Aber manchmal passieren Sachen, die machen einfach keinen Sinn. Der nervige Blechschaden, nur weil ich einmal kurz nicht aufmerksam war. Oder der komplizierte Bänderriss, dabei ist die Nachbarin nur vom Bordstein gestolpert.

Natürlich gibt es auch Dinge, die sind noch auf ganz anderer Ebene sinnlos. Dieser unsägliche Krieg, der macht überhaupt keinen Sinn. Und auch im persönlichen Bereich: wenn eine Partnerschaft zerbricht, wenn jemand plötzlich schwer krank wird oder wenn ein geliebter Mensch stirbt. Als Außenstehende fühle ich mich in solchen Momenten oft hilflos.

Das erinnert mich an Hiob und seine Geschichte, wie sie in der Bibel steht. Hiob erlebt einen schlimmen Schicksalsschlag nach dem anderen, und die Leute um ihn herum reagieren allesamt nicht besonders geschickt. Seine Frau ist verzweifelt und kann nicht verstehen, warum Hiob noch an Gott glaubt.
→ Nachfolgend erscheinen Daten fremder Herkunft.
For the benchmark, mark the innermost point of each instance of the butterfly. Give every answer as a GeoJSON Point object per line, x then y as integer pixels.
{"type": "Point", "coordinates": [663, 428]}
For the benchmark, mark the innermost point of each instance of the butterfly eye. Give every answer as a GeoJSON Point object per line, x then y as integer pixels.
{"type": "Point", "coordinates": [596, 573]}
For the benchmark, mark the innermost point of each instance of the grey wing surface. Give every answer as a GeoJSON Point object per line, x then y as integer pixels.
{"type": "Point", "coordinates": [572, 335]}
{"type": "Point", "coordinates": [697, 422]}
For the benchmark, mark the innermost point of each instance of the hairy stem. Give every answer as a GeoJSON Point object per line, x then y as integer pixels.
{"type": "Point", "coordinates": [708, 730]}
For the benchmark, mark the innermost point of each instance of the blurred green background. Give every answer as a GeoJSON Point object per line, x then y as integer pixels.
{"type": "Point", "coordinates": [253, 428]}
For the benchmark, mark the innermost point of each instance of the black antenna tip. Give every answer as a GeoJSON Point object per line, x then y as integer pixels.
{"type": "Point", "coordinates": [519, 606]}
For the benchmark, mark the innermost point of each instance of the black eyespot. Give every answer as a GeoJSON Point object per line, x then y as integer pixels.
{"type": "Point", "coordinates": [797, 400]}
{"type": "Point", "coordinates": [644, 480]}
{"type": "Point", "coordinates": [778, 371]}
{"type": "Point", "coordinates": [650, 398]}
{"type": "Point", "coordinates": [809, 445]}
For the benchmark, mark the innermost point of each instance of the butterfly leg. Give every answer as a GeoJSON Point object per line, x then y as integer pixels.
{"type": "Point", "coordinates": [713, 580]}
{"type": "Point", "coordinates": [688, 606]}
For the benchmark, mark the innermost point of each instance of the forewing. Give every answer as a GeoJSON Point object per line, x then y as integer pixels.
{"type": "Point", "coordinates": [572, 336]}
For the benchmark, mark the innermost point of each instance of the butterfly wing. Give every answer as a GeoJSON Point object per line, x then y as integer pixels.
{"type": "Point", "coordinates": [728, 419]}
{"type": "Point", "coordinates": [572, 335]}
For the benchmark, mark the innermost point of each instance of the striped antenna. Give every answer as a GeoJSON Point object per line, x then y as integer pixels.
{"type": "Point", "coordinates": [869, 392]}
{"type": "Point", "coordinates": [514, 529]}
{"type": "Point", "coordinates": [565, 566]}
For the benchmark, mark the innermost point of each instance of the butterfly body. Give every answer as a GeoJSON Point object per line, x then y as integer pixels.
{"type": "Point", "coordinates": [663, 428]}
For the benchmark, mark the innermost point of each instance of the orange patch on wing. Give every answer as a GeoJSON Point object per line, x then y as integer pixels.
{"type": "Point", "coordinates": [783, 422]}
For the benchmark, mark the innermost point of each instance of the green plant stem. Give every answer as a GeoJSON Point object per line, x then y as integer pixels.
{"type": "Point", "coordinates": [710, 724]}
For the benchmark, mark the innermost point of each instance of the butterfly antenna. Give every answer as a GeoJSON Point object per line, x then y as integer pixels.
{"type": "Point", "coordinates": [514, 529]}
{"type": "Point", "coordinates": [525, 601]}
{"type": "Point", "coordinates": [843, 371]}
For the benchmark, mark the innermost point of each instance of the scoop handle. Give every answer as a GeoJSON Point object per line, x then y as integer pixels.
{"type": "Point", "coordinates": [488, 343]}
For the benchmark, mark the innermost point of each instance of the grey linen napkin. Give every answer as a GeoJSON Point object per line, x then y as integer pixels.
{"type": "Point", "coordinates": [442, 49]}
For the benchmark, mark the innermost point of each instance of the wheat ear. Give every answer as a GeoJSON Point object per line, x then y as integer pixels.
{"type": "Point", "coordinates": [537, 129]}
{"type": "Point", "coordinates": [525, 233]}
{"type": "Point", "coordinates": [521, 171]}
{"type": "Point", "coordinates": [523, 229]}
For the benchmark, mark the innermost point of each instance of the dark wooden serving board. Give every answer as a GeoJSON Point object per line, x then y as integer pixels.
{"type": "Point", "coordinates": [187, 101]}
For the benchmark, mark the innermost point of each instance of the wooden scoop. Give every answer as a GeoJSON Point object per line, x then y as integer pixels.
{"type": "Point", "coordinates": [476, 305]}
Dann seine Freunde: sie schieben Hiob auch noch die Schuld für das ganze Elend zu und geben ihm jede Menge Ratschläge, die er überhaupt nicht gebrauchen kann. Und ein anderer Freund will ihm zu allem Übel auch noch den Sinn seines Leidens erklären. Für Hiob sind alle diese Reaktionen kein bisschen hilfreich. Aber Hiob macht das, was er in dem Moment braucht: er klagt in seinem Schmerz Gott an und sagt so viel wie: „He, Gott, das macht jetzt alles aber gar keinen Sinn. Was soll das?“

Hiob hält an Gott fest und entlässt ihn trotzdem nicht aus der Verantwortung. Auch wenn Gott nicht so antwortet, wie Hiob sich das vielleicht gewünscht hat. Mir zeigt diese Geschichte von Hiob: 

Es muss im Leben nicht alles Sinn ergeben. Es wäre zynisch und rücksichtslos, das zu sagen. Die sinnlosen Situationen, die kann ich einfach nur überstehen. Ich muss nicht auch noch einen Sinn darin sehen.

Wenn ich aber Sinnloses erleben muss, kann es helfen, wenn vertraute Menschen einfach ‚nur‘ da sind und das Ganze mit aushalten. Das kann Sinn machen, weil ich mich dann womöglich getragen fühle. Und vielleicht erschließt sich mir durch diese Unterstützung so manches Sinnlose mit der Zeit doch noch.